条件交渉

「ふん。腹は据わっているようだな。では、報酬とは何だ?」

 法王の覚悟を感じたのであろう。龍也は第二の理由について尋ねた。

「財宝と異世界転移の術。それを差し上げましょう」

 聞いて、龍也の目がぎらりと光った。

「異世界転移の術を教授してくれるのか? 俺たち・・・は世界間を好きに行き来してよいということだな?」

「そうだ。魔王討伐後であれば、自由な往来を二人に関して・・・・・・は認めよう」

「物資の移動は? 世界を超えて物資を運ぶことは許されるのか?」

「身に着けて運べるだけの量なら許可しよう。それ以上は事情と相談による」

 龍也はちらりと大河を見た。

「もっともだな。よかろう」

 大河が口を開いた。

「この世界が存在するという事実は? 元の世界で公開してよいのか?」

 エリカは眉を寄せた。

「できれば秘密にしたい。公開して騒ぎになれば、どちらの世界にとっても面倒なことになるだろう」

「同意する。

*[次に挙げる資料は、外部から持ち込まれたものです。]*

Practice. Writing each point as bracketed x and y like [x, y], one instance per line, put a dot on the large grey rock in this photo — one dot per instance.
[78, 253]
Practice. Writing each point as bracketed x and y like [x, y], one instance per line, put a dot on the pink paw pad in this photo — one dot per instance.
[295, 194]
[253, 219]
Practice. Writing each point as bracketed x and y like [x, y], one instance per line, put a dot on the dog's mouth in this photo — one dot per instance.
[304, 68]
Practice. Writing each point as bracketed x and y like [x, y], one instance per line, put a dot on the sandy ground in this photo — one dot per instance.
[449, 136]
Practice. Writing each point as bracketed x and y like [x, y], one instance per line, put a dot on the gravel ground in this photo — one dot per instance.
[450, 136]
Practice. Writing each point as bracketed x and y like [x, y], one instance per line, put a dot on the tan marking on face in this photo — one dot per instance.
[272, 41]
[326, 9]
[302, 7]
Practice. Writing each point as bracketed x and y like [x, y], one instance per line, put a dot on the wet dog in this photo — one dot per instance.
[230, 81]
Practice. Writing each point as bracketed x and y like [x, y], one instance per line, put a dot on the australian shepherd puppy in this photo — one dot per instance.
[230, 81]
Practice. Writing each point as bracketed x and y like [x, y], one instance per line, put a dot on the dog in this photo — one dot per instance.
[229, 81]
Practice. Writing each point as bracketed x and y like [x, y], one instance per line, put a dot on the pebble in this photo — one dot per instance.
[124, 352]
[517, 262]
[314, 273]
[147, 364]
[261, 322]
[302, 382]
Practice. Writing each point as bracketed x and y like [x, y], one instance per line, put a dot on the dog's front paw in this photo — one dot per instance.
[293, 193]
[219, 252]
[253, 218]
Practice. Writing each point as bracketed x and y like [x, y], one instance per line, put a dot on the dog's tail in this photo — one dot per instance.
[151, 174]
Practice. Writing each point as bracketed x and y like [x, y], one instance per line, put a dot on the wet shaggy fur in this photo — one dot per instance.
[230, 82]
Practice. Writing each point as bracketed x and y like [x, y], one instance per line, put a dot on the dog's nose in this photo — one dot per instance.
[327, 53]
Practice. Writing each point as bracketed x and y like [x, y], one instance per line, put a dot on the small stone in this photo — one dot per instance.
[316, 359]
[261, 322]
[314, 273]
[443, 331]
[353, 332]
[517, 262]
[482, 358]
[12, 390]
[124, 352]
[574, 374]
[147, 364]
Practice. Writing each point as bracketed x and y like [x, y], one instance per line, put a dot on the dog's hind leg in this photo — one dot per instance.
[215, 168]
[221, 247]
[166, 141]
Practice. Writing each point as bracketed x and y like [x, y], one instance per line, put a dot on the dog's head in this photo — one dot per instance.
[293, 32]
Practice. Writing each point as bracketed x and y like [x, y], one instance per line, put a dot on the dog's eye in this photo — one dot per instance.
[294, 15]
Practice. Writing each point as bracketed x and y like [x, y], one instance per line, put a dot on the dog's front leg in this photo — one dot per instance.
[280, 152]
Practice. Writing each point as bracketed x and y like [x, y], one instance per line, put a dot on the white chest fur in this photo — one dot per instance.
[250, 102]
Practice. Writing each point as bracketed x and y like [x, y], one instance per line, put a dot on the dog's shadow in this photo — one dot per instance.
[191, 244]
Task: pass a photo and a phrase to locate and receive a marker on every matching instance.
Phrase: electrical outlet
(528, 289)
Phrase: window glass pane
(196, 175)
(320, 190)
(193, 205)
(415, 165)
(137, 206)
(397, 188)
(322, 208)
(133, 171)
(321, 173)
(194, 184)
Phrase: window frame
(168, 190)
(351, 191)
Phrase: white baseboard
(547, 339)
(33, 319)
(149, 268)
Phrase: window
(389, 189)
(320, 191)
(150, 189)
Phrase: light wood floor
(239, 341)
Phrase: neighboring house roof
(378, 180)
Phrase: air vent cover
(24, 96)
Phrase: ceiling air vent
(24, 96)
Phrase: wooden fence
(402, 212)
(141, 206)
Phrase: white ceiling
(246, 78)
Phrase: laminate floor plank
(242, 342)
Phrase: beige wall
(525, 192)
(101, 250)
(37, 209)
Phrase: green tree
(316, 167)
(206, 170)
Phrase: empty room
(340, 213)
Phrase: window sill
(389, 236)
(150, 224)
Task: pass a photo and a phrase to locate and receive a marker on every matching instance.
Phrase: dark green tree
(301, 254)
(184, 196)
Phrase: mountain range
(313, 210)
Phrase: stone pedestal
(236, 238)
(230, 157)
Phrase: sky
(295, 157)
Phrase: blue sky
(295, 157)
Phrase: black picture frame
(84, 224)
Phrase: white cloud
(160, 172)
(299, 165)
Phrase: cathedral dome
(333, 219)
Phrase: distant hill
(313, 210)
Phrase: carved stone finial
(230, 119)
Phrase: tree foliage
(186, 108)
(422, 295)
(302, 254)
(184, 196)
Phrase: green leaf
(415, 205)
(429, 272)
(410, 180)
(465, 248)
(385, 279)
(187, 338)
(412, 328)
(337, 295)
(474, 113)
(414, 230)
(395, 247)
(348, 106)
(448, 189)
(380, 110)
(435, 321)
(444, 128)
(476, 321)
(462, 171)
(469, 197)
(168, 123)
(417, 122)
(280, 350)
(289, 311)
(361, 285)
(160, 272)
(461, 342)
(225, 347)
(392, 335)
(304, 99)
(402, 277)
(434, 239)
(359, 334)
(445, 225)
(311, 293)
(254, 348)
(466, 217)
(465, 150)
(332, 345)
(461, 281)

いつまで隠し通せるかはわからないが」

 異世界の存在については、双方可能な限り秘匿するということで意見が一致した。

「報酬の財宝だが、どれだけのものを渡すつもりだ?」

「国家予算のひと月分。貴金属で渡そう」

 これは答えを用意していたのであろう。エリカは迷いなく言い切った。

 この国、エッセンシアの国家予算がどれだけなのか兄弟はもちろん知らなかったが、調べればわかることである。嘘はつけない。

 龍也の隣で大河は忙しく考えを巡らせていた。

 日本の国家予算は約100兆円あまり。ひと月分なら9兆円である。規模の小さい国、たとえばシンガポールの国家予算なら約9兆円。ひと月分は7千億円になる。

「この国の人口は?」

 大河の耳打ちを受けて、龍也は質問を投げた。

「5千万人ほどだ」

 日本の4割、シンガポールの10倍弱。ざっくり考えて4~7兆円の報酬とみてよいか?

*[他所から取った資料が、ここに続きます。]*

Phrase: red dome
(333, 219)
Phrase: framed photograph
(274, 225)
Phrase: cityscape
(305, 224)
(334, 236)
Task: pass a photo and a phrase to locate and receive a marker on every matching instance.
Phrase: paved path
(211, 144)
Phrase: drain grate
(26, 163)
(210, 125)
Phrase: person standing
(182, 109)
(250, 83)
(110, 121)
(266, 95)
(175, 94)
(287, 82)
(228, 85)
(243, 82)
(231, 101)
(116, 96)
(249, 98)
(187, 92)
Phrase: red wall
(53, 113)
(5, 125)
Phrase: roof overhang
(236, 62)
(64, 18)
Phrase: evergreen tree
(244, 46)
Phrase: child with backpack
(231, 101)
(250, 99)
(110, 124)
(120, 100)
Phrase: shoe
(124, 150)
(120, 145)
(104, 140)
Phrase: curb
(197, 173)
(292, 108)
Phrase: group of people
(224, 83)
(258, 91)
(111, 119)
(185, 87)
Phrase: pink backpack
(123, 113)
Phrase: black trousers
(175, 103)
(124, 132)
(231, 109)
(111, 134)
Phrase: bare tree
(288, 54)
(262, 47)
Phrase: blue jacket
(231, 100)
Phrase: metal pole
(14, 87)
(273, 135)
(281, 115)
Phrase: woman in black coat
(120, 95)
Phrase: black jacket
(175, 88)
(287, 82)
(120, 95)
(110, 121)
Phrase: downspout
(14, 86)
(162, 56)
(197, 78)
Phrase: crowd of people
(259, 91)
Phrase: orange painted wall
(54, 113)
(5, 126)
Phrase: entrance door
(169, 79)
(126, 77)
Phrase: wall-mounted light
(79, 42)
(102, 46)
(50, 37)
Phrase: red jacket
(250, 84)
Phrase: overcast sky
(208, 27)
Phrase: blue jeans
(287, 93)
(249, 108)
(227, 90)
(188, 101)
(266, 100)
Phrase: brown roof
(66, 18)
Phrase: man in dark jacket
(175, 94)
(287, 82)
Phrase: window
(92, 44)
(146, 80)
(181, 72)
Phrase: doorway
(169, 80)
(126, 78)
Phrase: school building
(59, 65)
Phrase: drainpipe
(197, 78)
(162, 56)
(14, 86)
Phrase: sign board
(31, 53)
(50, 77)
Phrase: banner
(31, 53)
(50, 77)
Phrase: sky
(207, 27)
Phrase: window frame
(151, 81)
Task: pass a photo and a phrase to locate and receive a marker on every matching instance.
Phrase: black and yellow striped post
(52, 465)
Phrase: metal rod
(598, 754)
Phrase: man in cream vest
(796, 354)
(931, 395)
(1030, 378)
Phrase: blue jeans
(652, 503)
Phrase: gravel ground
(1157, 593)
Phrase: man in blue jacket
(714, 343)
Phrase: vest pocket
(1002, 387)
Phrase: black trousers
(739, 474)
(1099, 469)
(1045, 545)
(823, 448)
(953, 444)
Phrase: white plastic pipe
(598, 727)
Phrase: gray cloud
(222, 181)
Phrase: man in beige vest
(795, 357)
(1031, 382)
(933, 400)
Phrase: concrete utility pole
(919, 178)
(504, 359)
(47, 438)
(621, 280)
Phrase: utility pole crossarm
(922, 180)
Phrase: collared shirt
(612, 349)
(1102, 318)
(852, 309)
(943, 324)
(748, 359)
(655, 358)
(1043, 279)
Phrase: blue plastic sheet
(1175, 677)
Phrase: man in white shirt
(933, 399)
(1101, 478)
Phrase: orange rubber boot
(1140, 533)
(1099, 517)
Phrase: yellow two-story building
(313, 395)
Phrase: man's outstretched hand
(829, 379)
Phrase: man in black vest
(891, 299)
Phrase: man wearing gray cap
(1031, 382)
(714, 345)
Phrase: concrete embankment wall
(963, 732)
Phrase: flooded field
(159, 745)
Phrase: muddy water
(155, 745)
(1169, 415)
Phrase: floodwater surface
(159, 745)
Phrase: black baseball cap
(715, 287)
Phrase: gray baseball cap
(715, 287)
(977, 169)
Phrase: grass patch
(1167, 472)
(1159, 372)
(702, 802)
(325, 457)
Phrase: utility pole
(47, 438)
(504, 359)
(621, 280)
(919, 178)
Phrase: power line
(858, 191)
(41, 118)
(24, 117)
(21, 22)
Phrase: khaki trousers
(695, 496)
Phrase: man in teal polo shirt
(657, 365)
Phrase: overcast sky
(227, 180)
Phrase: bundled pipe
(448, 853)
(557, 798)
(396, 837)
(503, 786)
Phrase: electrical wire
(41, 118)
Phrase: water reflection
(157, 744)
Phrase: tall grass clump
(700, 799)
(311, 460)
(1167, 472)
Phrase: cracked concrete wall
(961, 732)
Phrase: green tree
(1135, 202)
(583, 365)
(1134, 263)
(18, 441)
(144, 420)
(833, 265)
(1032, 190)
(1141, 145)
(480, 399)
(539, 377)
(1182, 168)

「ふむ。額は納得した。次は義務・・について確認したい」

「義務とは?」

 不審気なエリカに龍也は説明した。

 報酬を受けて戦う。それはすなわち傭兵になれということだ。傭兵とは愛国者の集団ではない。負け戦に付き合う義務はないのだ。

「旗色が悪ければ逃げ出すというのか?」

「報酬の半分を期間報酬、残り半分を成功報酬とする。契約期間は1年。期限までに魔王を倒せれば報酬の満額を受け取る。1年後に倒せていなければ、半額と転移魔法の伝授を受け取るものとする」

「そちらが手を抜かぬ・・・・・という保証は?」

「期間報酬は均等月払い。努力が足りないと見たら、そちらからいつでも解約できることにすればよい。もちろん魔法の伝授も必要ない」

 龍也の受答えは滞りがない。まるであらかじめ考えておいた・・・・・・・・・・・かのようだ。